Coffee Demand Prediction

Background

The considerably growing number of customers causes the coffee shop to encounter complications in inventory management. Moreover, the establishment of social restrictions by the government to prevent COVID-19 transmission leads to demand uncertainty and unpredictable number of customers.

Therefore, A forecasting model and its application was developed to implemented into the business in order to:

Avoid oversupply and undersupply of coffee beans
Establish a method to use the forecasting model into the business system
Be implemented as a fundamental step in deciding a supply order

Methodology

Steps in developing and implementing the model includes:

Data Collection: Gathering internal data (coffee demand) from POS System and external data (Weather, holiday, etc)
Data Pre-processing: Transform transaction data to coffee demands
Model Training: model selection, hyperparameter tuning, feature engineering
Perfomance Comparison: Compare the error and result generated by the models
Model Implementation: Dashboard creation and supply order planning

The machine learning including the data processing were performed using Python programmin, while PowerBI were used for dashboard modeling.

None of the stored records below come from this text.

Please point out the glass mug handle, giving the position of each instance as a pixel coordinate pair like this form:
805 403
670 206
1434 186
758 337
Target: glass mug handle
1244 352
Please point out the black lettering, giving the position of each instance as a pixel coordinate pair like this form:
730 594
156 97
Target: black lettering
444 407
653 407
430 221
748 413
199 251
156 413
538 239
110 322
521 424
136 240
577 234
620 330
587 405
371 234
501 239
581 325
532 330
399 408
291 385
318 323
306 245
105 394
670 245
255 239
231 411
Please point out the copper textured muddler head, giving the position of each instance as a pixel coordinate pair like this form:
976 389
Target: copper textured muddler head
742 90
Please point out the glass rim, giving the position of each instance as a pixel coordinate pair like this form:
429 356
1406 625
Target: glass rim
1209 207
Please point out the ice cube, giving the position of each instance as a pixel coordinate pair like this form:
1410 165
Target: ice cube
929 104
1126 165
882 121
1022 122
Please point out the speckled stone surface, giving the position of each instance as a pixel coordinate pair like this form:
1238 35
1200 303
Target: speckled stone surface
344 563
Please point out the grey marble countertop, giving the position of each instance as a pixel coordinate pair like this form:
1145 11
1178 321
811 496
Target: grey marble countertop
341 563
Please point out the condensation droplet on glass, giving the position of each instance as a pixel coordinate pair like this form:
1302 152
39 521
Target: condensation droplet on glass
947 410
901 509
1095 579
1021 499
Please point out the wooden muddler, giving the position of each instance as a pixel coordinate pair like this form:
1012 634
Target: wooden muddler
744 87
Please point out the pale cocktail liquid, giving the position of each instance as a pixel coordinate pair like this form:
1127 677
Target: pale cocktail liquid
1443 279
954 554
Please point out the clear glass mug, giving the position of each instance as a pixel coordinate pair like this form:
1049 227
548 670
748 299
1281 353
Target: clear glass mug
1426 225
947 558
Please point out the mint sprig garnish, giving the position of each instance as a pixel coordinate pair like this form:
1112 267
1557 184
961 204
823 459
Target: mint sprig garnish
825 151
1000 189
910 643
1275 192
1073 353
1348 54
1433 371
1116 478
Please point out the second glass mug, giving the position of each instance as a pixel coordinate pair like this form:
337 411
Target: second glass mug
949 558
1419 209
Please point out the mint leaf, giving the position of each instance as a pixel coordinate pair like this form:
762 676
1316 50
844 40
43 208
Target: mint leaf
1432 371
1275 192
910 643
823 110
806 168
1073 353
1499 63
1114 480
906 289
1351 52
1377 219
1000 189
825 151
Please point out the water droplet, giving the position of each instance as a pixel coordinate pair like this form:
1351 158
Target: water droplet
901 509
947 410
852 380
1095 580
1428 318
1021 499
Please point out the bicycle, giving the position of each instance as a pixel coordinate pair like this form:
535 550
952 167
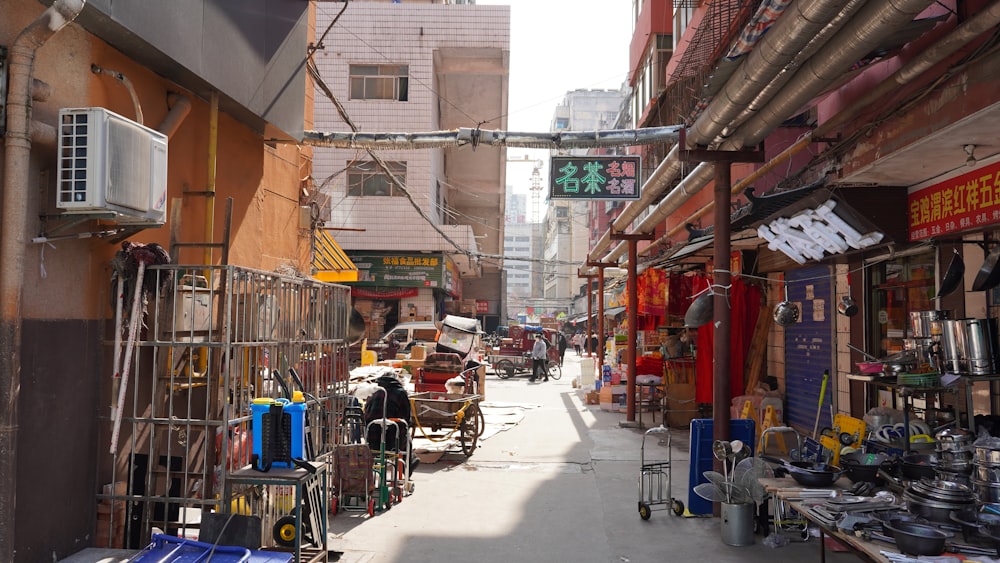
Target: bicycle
554 369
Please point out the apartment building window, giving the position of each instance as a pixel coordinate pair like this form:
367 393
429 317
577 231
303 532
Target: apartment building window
367 178
380 82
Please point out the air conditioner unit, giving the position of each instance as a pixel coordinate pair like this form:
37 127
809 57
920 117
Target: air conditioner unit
109 163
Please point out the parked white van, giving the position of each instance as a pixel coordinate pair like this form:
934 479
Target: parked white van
409 333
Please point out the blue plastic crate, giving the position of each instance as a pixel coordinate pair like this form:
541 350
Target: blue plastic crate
170 549
702 459
290 443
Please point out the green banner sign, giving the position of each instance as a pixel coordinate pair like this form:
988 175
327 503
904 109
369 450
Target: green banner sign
391 269
594 177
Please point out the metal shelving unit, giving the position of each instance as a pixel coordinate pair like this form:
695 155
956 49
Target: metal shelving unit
212 339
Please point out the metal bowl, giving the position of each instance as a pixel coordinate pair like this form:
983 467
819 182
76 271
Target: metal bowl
986 492
985 455
987 474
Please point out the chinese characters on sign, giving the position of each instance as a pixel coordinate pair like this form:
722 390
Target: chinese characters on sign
963 202
594 177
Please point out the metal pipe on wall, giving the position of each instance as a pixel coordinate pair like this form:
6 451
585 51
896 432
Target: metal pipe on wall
13 243
965 32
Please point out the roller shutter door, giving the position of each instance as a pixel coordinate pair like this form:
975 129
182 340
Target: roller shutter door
809 347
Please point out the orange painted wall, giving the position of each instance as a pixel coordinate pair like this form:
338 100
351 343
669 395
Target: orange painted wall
264 181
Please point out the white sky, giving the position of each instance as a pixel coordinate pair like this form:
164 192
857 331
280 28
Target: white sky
557 46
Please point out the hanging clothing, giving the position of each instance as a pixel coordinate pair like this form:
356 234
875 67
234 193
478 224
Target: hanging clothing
745 305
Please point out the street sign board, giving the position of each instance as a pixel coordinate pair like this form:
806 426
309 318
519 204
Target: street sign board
594 177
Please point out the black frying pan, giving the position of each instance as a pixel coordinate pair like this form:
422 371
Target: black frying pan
988 276
953 277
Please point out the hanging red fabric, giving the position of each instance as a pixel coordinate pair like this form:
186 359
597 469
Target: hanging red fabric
744 302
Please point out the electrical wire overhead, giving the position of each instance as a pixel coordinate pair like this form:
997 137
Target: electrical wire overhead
465 136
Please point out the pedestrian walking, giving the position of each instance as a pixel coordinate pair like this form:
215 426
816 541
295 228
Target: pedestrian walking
562 343
538 354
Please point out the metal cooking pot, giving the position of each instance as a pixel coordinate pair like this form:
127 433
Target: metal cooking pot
980 352
988 456
807 473
953 347
786 313
917 539
701 311
918 466
953 277
988 276
927 324
847 306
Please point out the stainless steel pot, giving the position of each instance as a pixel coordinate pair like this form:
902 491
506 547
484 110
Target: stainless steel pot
922 348
953 347
988 456
954 436
927 324
986 491
987 474
980 341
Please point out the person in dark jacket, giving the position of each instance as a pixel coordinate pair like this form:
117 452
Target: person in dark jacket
562 343
390 402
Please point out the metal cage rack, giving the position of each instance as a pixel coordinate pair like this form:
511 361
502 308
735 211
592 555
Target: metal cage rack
210 339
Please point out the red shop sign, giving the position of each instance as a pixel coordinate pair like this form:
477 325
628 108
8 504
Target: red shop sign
964 202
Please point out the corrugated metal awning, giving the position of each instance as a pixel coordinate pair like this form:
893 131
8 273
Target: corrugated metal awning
330 263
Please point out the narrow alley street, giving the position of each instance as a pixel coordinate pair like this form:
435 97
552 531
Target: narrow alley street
559 486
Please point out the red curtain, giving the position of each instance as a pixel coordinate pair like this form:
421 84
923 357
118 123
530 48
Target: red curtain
744 302
652 292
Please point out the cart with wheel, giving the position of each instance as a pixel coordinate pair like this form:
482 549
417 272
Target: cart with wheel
654 478
514 354
442 417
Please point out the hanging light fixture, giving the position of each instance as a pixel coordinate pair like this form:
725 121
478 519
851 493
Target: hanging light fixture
970 152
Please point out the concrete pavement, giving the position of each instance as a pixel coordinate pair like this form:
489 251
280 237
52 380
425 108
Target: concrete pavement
560 486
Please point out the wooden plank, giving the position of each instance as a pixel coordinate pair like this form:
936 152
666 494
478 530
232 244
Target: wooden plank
757 354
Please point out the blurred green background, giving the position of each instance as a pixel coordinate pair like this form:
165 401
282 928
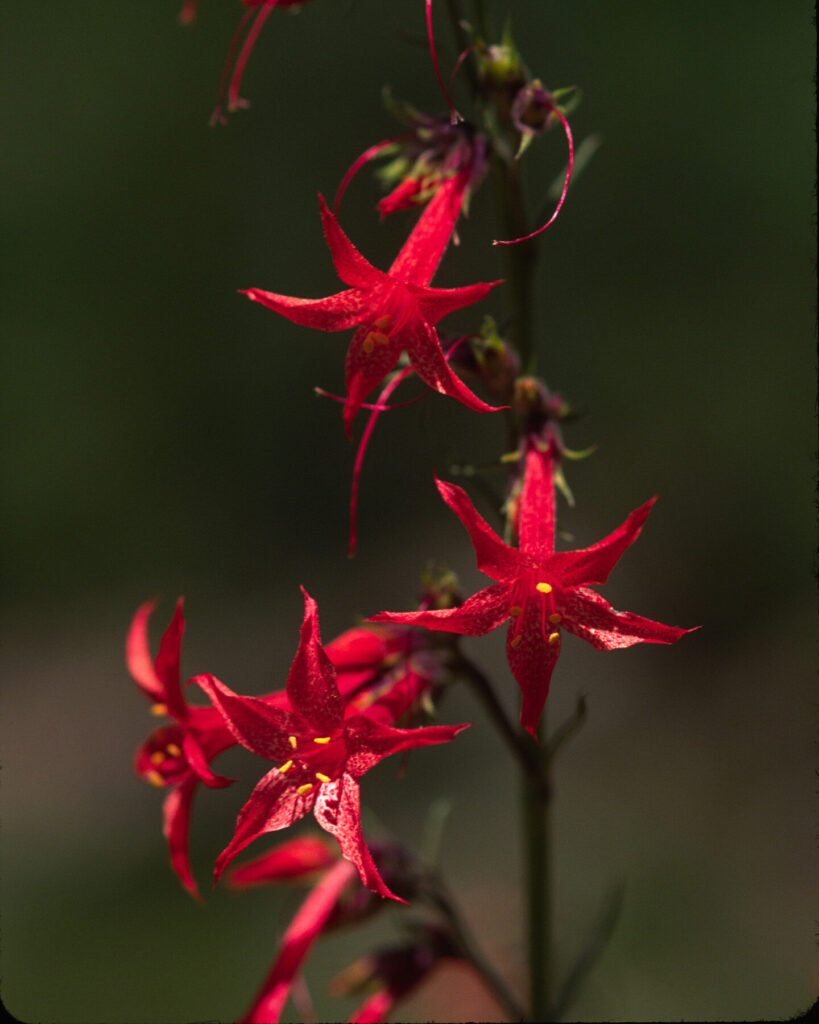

TThe training dataset consists of between '1/1/2020' to '31/5/2021', while the testing dataset consists between '1/6/2021' to '30/31/2020'

The dependent or variable is the coffee beans demand in grams, the value that will be predicted. The other variables are the independent variables or predictor variables.

Data Exploration

To understand the data further before the model training, the data exploration were performed for the following aspects:

Actual data plotting with information regarding the enforced social restrictions

Time series decomposition (trend and monthly seasonality)

Day vs average demand

Rain intensity vs average demand

Forecasting Result

The models were trained with two different datasets:

Dataset that consist of date variable only
Dataset that uses all the variables that was listed in the previous table

MLR model using all variables achieved the lowest MAPE with the value of 41.428, whereas DT model using all variables achieved the lowest RMSE and MAE value of 132.625 and 95.14 respectively.

Overall, the models that use all variables produce smaller errors than those that use only the date variable.

ANN-MLP forecast result resembles more the variation of the past data, where as FARIMA forecast values creates a single straight line in other words, almost identical forecast values.

Consequently, ANN-MLP with parameter of (4,0.2,1) was selected as the best model. This model was used to generate the forecast value of the next 30 days in the dashboard.

Model Implementation

Based on the prediction pattern and error measurements, the DT model has been selected as the best model to predict the future value of coffee beans demand.

The displayed predicted value was based on the prediction results of the DT model. The dashboard not only informs the number of demanded coffee beans in the future, but also the number of bags that is needed to order.

The FIFO method helps the estimation for the costs of buying coffee beans are determined and this could help to consider the company's income and expenses.

The total price shown is an estimate of the costs that need to be incurred for ordering coffee beans in July 2021.